The peak is very pointed and looks like a pyramid piercing the sky. Seen from the south the vertical ice trough and horizontal rock formation combine as the Buddhist symbol Swastika '卐', which represents the eternal power of Buddha. More often that not, clouds will gather above the peak, so clear days are thought to be a blessing because local residents can get an unimpeded view.
It is considered a sacred place in four religions: Bön, Buddhism, Hinduism and Jainism. The mountain lies near Lake Manasarovar and Lake Rakshastal in Tibet.Their spiritual aura and paradisiacal scenery also entice ordinary tourists.
Kailash means 'Treasure or Saint of Snow Mountain' in Tibetan.

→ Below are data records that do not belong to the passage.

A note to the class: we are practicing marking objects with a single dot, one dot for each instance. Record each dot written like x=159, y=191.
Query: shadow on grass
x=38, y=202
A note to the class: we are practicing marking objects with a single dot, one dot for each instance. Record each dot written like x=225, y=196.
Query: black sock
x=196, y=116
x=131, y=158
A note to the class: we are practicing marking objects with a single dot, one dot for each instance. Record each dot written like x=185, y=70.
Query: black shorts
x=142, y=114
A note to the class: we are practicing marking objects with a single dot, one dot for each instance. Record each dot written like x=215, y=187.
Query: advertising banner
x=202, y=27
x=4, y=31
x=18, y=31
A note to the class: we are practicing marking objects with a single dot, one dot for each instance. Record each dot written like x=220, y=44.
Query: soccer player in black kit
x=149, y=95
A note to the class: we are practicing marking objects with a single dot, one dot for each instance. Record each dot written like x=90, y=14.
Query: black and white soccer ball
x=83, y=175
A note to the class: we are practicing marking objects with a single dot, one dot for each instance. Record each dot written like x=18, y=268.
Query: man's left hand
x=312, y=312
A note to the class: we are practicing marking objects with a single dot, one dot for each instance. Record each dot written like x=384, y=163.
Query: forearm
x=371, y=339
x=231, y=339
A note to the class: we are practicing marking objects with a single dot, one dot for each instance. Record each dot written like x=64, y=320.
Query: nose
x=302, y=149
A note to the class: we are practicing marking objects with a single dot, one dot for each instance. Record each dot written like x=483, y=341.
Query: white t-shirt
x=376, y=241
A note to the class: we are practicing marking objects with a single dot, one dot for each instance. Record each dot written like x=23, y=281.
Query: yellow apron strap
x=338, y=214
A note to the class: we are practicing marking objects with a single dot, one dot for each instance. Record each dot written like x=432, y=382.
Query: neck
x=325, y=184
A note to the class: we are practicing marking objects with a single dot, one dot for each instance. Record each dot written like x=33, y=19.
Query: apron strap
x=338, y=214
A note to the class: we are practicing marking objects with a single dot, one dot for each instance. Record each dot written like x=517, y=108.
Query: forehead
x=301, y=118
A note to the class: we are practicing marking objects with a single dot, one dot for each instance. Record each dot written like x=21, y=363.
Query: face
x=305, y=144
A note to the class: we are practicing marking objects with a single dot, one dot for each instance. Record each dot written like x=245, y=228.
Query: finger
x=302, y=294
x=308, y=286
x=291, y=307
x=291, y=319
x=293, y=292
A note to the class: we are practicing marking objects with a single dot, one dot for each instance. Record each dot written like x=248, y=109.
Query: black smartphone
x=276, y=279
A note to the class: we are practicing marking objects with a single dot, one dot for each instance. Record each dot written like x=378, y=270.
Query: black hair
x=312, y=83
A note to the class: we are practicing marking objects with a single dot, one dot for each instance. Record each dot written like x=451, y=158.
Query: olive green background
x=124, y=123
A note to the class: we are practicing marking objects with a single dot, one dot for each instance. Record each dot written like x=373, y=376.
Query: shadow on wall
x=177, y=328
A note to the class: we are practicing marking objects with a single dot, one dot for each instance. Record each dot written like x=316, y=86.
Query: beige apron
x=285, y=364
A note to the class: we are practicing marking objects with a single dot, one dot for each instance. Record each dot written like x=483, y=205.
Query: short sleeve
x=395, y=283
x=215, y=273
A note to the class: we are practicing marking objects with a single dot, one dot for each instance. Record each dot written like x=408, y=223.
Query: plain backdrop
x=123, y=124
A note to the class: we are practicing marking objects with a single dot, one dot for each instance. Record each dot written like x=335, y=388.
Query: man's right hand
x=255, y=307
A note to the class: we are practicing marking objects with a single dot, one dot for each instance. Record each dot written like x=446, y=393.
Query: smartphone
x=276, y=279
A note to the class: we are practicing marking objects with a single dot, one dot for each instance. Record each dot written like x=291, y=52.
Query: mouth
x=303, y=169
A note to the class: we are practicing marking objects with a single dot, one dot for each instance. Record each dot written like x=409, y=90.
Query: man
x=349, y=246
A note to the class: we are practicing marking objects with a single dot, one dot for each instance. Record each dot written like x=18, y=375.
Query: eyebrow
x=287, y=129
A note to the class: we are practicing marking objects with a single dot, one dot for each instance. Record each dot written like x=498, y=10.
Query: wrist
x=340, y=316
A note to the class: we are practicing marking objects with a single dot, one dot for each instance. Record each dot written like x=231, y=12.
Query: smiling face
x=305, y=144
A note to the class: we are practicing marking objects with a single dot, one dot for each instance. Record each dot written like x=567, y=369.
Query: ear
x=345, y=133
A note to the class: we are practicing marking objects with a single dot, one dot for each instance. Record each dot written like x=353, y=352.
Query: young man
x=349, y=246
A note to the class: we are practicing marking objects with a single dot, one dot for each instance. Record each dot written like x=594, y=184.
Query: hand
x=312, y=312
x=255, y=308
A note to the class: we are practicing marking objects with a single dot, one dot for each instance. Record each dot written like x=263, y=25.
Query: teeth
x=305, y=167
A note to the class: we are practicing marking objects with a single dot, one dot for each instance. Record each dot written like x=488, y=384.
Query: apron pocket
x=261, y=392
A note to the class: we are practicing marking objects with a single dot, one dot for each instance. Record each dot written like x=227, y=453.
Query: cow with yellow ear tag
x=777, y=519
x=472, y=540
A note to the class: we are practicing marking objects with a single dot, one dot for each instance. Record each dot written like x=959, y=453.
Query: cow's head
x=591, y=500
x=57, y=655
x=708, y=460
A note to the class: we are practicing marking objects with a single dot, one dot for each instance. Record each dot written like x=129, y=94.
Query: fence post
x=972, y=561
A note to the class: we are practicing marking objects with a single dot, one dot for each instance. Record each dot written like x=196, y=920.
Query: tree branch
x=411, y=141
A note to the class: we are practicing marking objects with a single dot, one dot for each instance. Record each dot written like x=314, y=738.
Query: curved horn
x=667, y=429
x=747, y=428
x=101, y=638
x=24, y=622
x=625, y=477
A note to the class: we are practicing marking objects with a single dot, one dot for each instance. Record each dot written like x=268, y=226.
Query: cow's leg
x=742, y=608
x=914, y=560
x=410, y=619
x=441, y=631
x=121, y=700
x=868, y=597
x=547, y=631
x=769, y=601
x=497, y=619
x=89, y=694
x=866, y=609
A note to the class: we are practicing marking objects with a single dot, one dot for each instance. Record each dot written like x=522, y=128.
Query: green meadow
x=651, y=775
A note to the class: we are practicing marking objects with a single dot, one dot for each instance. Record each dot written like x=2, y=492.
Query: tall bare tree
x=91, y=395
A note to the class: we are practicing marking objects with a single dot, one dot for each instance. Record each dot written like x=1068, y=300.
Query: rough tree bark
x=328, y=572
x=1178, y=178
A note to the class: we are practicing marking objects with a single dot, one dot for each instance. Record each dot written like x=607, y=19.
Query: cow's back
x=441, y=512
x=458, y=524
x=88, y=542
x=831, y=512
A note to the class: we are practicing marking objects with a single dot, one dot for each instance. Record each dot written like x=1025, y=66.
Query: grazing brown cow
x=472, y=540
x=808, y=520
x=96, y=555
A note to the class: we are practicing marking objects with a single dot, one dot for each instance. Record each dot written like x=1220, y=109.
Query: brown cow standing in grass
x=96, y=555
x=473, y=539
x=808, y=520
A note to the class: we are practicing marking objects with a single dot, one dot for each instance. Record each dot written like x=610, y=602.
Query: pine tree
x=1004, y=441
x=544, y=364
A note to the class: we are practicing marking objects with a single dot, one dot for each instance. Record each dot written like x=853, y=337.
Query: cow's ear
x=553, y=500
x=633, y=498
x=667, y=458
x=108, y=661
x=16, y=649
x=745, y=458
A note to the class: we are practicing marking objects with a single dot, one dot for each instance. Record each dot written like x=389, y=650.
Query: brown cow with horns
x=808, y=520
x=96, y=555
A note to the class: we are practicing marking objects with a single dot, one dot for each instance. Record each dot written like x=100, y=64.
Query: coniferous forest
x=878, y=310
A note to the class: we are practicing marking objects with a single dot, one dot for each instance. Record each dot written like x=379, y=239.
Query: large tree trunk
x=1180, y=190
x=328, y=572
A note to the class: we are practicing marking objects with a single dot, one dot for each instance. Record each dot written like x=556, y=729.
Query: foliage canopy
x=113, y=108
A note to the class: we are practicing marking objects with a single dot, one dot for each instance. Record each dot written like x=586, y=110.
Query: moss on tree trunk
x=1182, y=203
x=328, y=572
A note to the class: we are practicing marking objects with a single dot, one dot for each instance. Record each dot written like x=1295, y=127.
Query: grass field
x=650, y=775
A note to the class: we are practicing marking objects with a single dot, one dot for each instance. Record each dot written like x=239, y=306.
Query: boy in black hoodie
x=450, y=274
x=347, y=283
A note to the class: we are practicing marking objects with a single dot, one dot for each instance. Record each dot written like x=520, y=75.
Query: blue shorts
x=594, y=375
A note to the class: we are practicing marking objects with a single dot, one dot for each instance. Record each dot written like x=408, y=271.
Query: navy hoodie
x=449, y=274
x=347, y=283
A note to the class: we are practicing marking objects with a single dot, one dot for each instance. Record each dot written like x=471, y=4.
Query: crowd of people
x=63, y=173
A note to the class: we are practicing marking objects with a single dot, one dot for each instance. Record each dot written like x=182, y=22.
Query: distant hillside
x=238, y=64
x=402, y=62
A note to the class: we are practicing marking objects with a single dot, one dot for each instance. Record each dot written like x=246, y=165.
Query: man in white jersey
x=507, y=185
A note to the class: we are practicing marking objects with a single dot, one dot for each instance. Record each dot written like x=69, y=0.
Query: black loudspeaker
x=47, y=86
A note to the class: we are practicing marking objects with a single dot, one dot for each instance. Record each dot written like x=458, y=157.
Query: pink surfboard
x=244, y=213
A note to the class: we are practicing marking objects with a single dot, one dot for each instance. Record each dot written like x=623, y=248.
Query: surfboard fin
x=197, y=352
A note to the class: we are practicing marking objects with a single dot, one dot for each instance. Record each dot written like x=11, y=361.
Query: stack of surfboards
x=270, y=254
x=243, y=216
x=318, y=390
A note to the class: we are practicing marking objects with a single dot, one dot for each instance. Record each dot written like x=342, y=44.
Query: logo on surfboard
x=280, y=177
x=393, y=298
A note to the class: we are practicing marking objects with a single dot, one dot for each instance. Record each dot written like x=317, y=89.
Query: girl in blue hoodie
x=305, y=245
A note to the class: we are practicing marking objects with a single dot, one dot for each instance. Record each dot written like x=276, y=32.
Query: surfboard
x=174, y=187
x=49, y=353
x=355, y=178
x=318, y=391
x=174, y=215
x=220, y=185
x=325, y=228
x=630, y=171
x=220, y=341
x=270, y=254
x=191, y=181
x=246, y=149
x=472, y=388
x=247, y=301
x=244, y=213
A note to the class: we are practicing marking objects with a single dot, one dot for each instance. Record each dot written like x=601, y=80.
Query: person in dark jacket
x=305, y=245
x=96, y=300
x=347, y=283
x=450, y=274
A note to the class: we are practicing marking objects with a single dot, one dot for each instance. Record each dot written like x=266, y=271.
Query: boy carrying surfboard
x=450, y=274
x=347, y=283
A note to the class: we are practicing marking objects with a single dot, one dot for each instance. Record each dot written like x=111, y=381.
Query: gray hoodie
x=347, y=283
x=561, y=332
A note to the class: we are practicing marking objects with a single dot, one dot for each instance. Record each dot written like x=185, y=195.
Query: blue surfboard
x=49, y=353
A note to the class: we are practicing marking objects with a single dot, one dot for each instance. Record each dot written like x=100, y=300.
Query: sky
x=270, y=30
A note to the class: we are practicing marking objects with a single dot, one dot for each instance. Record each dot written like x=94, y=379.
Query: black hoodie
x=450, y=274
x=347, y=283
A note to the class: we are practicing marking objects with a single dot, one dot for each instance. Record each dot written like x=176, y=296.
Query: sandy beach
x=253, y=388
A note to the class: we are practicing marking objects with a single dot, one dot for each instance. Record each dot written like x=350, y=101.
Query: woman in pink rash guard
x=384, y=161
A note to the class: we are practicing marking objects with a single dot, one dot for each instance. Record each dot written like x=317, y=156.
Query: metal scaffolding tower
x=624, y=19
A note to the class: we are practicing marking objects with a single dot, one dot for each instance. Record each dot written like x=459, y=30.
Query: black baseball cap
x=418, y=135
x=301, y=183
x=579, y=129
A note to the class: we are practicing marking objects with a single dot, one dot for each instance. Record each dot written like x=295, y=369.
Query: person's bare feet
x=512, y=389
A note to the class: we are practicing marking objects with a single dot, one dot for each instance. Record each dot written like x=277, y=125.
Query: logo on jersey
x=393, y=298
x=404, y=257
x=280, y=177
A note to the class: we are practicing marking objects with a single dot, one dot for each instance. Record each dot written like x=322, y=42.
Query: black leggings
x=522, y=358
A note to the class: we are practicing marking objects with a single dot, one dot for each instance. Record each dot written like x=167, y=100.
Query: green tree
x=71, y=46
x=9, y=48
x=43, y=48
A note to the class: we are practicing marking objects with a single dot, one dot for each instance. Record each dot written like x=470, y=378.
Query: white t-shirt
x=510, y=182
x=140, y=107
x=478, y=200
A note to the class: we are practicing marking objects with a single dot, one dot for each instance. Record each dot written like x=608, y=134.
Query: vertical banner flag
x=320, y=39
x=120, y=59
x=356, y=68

The name originates from the year-round snow on its peak and its historical religious connections. The mountain is sometimes called 'Mother of Iceberg'. It appears to be gazing at another mountain, Namcha Barwa, or 'Father of Iceberg' in the far distance.
Walking around the mountain is a popular ceremony despite the length and difficult terrain. According to the sayings of Buddhism, one circle around the mountain can atone for all the sins committed throughout one's lifetime. Completing ten circles around the mountain will prevent eternal damnation of hell tribulation in one's reincarnations of 500 years. Completing one hundred circles will make a person one with Buddha. While walking, Buddhists follow clockwise while Bonists proceed in a counter-clockwise direction. In the horse year when Sakyamuni, the founder of Buddhism, is said to be born, worshippers get credit for thirteen circles for every one completed. Naturally, these years draw the largest number of tourists.